The arbitrators have broad discretion to conduct the proceedings in the manner they deem appropriate, which includes the power to determine the admissibility, relevance, materiality and weight of any evidence (Article 19(2) of the ICA Law). An arbitrator has the following specific powers relating to evidentiary matters:
- to appoint experts to clarify certain matters and to oblige the parties to provide an expert with any relevant information, goods or property for inspection (Article 26 of the ICA Law); and
- to request assistance from the state court in the taking of evidence or (in case of institutional arbitration) to authorise the parties to resort to the state court for the taking of evidence (Article 27 of the ICA Law).
(b) Interim relief?
Unless the parties have agreed otherwise, the tribunal has the power to grant any interim measures that it deems appropriate at the request of a party, as well as to order security in connection with such interim measures (Article 17(1) of the ICA Law). By express agreement, the parties may also empower the arbitral institution to grant interim measures before the constitution of the tribunal (Article 17(2) of the ICA Law).
Under Russian law, interim measures are granted by the tribunal in the form of a procedural order and cannot be subject to challenge or enforcement proceedings in state courts.
(c) Parties which do not comply with its orders?
The Russian arbitration legislation is silent on this matter. However, the tribunal’s power to deal with any non-compliance falls within its discretion to conduct the proceedings as it sees fit.
Nevertheless, certain limitations to the tribunal’s discretion in this context can be found in case law. The Russian courts have consistently found that a tribunal does not have the power to impose a fine on a party for non-compliance with an order, even if the ability to impose such a fine was provided for in the arbitration agreement (eg, the ruling of the Russian Supreme Court in Case À40-131620/2015 of 14 June 2016).
(d) Issuing partial final awards?
The tribunal has the power to issue partial final awards. Currently, however, there is no clarity as to whether a partial final award can be enforced in Russia and court practice diverges on this question. In one case, the courts (including the Russian Supreme Court) decided that partial final awards cannot be enforced, as they do not fully decide on all issues in dispute (the ruling of the Russian Supreme Court in Case A40-223894/2018 of 10 June 2019). In another recent case, the courts (including the Russian Supreme Court) ruled that since a partial final award resolved part of the dispute in a final manner, it should be enforced in Russia (the ruling of the Russian Supreme Court in Case À40-61107/2019 of 13 January 2020).
(e) The remedies it can grant in a final award?

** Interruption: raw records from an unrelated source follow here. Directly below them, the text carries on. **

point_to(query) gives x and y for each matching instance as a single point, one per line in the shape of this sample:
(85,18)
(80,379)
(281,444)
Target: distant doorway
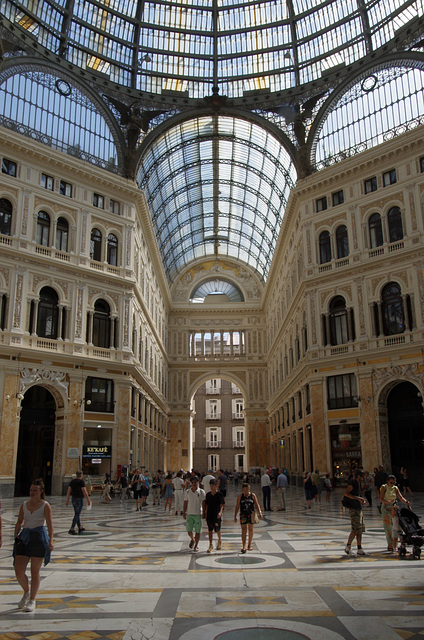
(36,440)
(406,432)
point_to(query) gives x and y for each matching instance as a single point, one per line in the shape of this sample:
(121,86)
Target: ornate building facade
(99,351)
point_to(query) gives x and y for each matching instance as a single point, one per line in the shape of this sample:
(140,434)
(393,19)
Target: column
(33,328)
(90,328)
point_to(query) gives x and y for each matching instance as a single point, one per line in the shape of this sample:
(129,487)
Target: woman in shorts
(32,542)
(247,503)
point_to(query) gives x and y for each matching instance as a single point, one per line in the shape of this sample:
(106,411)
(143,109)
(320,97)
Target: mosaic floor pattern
(131,576)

Russian arbitration legislation does not impose specific restrictions as to the remedies that may be granted by an arbitral tribunal.
The Russian Civil Code (Article 12) provides a non-exhaustive list of general remedies that a court and a tribunal can order in civil law disputes, which includes:
- the invalidation of a transaction;
- restitution; and
- termination of the legal relationship.
Russian civil law does not provide for punitive or liquidated damages; but according to court practice, if granted by an arbitral tribunal, these are generally enforceable if the amount awarded is not excessive.
The tribunal has the power to award interest.
Russian law provides for two types of interest:
- interest as a remedy for non-performance of financial obligations (Article 395 of the Civil Code); and
- statutory interest for using creditors’ funds (Article 317.1 of the Civil Code).
To calculate the rate of interest, a tribunal should use the base rate of the Bank of Russia for the relevant period, unless the parties have agreed otherwise.
As a general rule, compound interest is not permitted, unless the parties’ commercial agreement or law provides otherwise.